Les lecteurs de Jean-Baptiste Botul auront reconnu dans ce prolégomène une critique (au sens kantien de ''Kritik3'') du concept sartrien de viscosité. Sur le support dur, fait d'une matière à la fois nattée et quadrillée, l'artiste applique la solution dont la viscosité ne va pas résister à l'épreuve de la dessication. Aspirée dans les interstices de la matière poreuse, soumise à un inéluctable processus de déshydratation, la viscosité se floute, se mincit en une pellicule qui fait office de peau pigmentée incapable de masquer la dureté immanente du support. Aucune contingence dans le geste sûr de l'artiste, dans l'aller-retour du pinceau qui gravite seulement parfois vers le pot. Pour l'artiste havrais, ce premier acte signe la mort tragique du visqueux, catégorie dont sa ville (la cité, d'où le concept de performance citoyenne, au sens propre) n'en finit pas de vouloir se débarrasser.
Le choix d'un gris satiné, refusant tout compromis avec la lumière, propice à l'éclosion des arêtes et des angles vifs, gris sans arrière pensée de couleur, florentin dans sa monochromie linéale, aux antipodes des chatoiements vénitiens, trahit plutôt qu'il ne dévoile le biais proprement botulien de la performance. On se souvient en effet que Botul dénonçait le diktat du visuel dans l'art, auquel il préférait le tactile, notamment le tripotage.
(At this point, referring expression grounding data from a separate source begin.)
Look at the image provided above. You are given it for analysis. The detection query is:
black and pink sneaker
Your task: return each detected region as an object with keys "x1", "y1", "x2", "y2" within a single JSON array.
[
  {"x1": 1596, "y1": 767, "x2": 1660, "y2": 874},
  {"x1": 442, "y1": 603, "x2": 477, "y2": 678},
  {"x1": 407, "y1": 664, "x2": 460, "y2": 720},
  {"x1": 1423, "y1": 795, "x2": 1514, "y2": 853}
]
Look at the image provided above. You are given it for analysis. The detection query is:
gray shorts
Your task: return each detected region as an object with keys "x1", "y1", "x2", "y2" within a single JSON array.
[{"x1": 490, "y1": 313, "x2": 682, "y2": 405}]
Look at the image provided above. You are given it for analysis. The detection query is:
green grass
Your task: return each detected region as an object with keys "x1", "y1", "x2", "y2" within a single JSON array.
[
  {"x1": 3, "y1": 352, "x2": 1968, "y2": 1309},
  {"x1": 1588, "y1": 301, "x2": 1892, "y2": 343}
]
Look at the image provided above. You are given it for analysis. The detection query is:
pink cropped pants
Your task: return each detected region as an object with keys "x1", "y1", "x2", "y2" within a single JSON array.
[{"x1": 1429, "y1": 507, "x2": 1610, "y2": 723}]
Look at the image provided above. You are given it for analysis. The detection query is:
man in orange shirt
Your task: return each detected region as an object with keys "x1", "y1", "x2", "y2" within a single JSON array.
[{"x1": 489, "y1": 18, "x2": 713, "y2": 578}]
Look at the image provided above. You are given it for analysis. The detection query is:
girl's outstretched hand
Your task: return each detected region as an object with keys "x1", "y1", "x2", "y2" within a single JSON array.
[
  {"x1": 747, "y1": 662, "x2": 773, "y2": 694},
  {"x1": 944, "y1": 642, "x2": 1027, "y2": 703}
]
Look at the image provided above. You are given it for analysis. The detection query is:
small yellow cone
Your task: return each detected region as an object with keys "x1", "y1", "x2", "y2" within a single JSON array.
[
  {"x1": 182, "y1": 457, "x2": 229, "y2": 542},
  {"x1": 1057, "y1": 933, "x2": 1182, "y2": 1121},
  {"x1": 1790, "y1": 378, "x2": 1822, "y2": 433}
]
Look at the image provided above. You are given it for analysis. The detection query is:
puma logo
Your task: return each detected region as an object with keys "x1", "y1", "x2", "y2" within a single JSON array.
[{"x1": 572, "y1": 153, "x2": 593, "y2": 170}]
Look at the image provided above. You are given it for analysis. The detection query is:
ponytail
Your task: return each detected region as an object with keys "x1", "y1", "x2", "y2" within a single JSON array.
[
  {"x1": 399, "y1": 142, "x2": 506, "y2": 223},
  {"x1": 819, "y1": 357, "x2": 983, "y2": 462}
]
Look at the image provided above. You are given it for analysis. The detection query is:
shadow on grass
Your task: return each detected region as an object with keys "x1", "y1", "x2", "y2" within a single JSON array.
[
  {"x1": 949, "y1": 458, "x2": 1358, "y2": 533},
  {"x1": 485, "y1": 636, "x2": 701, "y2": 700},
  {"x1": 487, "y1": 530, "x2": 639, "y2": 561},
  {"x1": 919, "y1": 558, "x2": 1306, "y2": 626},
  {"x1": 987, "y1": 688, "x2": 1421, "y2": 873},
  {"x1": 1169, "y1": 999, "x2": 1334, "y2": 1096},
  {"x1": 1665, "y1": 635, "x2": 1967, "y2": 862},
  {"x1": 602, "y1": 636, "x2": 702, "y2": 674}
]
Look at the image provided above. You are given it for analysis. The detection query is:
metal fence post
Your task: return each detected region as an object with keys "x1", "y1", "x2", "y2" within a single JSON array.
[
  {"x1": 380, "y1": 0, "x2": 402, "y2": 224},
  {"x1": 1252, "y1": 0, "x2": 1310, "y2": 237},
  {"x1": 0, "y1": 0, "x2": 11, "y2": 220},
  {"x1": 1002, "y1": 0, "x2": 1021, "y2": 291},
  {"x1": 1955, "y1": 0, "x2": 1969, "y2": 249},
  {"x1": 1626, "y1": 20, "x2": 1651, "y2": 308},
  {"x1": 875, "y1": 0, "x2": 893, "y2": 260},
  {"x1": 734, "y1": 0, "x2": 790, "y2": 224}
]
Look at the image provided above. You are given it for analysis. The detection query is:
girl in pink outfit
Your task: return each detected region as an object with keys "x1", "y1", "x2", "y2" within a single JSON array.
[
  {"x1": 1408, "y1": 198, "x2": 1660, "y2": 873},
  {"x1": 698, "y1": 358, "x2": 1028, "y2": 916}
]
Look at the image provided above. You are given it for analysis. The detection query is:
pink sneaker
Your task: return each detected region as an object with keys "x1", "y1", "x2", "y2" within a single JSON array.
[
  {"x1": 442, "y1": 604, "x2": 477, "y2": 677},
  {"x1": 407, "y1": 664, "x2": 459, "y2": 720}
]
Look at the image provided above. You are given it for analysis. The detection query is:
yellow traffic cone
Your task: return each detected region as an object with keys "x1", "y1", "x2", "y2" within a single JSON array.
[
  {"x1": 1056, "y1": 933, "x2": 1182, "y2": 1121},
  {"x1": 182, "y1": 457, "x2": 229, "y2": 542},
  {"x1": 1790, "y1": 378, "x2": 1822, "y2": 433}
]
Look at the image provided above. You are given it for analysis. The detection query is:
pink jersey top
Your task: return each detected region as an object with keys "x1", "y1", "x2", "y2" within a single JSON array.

Le gris, ici, n'est pas un compromis entre le noir et le blanc, c'est une quiddité, une absence, une façon de faire disparaître la surface au profit des volumes, des formes, dont l'appréhension peut passer par la vue, certes, mais aussi et surtout par le toucher, sublimant une angularité qui renvoie à des expériences esthétiques à la marge, et pourtant universelles, telles que le choc frontal d'un tibia contre un coin de table, dont la prégnance nociceptive constitue le plus extrême exemple d'épiphanie sensorielle.

La seconde partie de la performance se déroule selon un plan dialectique au classicisme assumé  : si la thèse proclamait le triomphe (tragique en soi) du dur sur le visqueux, l'antithèse affirme l'incontournabilité de la mouïté par l'adjonction de coussins disposés selon une scénographie qui fait un clin d'oeil délibéré aux œuvres des hyper-réalistes américains : trois coussins à plat pour l'assise, trois coussins dressés pour le dossier. On comprend mieux désormais le titre de l'oeuvre : ''Le sofa à trois places''.




La synthèse, moment décisif (angulaire), coda (au sens où l'entend Bach) de l'oeuvre, voit l'artiste s'allonger sur le sofa. C'est le dispositif où se teste l'évidence : la mouïté des coussins ne s'exprime que grâce à la résistance que leur oppose le support peint en gris. Le dur n'est au fond que l'extension du domaine du mou, voire (et c'est sans doute la leçon de radicalité que nous donne l'artiste havrais) une des modalités de la mouïté. La synthèse résout avec élégance la contradiction dialectique sur laquelle Botul avait buté (3), en montrant que la collaboration entre les deux principes est bien la réponse radicale, révolutionnaire, à la tyrannie du visqueux.

L'exposition se tiendra à La Varangue entre le 18 et le 21 avril 2013.

(1)  La Métaphysique du mou, texte établi et annoté par Jacques Gaillardéd. Mille et une nuits, coll. « La Petite Collection », no 527, 109 p., Paris, 2007 (ISBN 978-2-75550-030-1)
(2)  Hans Michael BaumgartnerKants "Kritik der reinen Vernunft". Anleitung zur Lektüre. 6. Aufl. Alber, Freiburg/München 2006, ISBN 3-495-47638-5, pp. 34 et suivantes.
(3) Pour Botul (Métaphysique du mou, page à vérifier), si le dur est une modalité du mou, leur co-existence est impossible puisque le dur et le mou ne peuvent être que des modes successifs de l'étant. Pour O., les deux coexistent dans un rapport d'interpénétration mutuelle.